Statistics like these make it obvious that anti-vaping campaigns need to be implemented in educational curriculums far before college. However, universities must find a way to support the population of their students that have a nicotine dependency and wish to quit.

“All of the people I know who have quit [vaping] did it cold turkey. With outside support I would hope that the quitting process would be a little easier than that,” Baxter said.

Universities as communities have a critical role to play in remedying this public health threat. This role, quite frankly, must go beyond declaring their institutions to be “smoke-free campuses.” College students, especially if they are over 21, cannot be coerced into ditching nicotine. Young adults must be educated about the threats of vaping and supported as they transition through nicotine withdrawal. 

However, while all of the students interviewed agreed that the effects of vaping in the long-term are unknown and that their colleges should make resources available for people who want to quit, they also qualified that colleges have far bigger issues to address. Middlebury College has no professional resources to help students recover from mental health challenges such as eating disorders.
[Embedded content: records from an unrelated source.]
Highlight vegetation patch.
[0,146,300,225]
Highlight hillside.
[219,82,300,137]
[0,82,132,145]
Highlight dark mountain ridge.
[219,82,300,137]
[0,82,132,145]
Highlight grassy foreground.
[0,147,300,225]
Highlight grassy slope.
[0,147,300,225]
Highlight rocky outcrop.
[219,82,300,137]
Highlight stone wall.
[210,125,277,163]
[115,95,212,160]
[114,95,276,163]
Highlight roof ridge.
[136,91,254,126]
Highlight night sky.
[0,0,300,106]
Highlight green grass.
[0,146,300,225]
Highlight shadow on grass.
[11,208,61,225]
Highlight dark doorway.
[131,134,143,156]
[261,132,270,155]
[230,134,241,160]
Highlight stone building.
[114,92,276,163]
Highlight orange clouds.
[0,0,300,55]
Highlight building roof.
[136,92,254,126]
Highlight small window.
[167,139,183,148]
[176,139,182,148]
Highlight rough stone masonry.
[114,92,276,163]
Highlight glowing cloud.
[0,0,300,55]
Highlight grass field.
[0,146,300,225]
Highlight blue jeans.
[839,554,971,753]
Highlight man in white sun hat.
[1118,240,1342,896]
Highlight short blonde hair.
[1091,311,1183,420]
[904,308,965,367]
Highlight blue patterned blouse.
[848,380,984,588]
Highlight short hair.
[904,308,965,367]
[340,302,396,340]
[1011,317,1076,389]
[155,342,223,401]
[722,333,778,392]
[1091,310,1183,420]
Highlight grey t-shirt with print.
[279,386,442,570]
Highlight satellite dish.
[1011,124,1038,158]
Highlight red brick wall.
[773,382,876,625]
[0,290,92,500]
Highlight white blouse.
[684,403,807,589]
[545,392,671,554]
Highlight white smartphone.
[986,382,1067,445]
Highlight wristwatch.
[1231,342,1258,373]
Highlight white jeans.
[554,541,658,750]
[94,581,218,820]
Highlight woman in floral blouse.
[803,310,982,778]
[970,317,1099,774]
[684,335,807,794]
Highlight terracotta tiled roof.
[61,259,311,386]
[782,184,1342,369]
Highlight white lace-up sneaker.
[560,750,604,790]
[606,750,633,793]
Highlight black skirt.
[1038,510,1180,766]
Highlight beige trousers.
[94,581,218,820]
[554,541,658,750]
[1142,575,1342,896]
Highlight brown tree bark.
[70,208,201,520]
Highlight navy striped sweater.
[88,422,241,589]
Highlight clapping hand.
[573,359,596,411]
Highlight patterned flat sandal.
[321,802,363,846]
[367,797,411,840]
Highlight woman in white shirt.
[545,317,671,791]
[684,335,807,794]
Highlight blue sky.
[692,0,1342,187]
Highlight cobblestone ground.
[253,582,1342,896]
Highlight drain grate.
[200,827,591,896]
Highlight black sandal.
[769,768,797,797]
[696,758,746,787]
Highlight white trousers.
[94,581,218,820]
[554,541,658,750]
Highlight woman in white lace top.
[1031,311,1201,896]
In fact, the nearest eating disorder specialist is located an hour away from campus. Furthermore, Abby feels that the University of South Carolina’s mental health facilities are severely inadequate.

“I can think of 3 suicides on campus in the past two years off the top of my head, but there’s definitely more,” Abby said.

When colleges decide that they want to take initiative to curb nicotine use on campus, they must realize that all they are doing is treating the symptom and not the disease. It is easy to say that young kids like to vape simply because of all the fun, fruity flavors. However, many students have evaded a vaping addiction until they were overcome with stress, or confronted with the potent temptations of party culture.

Universities should make resources available for students that are fed up with vaping. Unfortunately, however, in order to truly address the root of the problem they have to take the time to consider what is making us want to vape in the first place and how they are partially responsible. People abuse nicotine for a reason; these reasons do not simply disappear, even if someone is able to successfully ditch nicotine.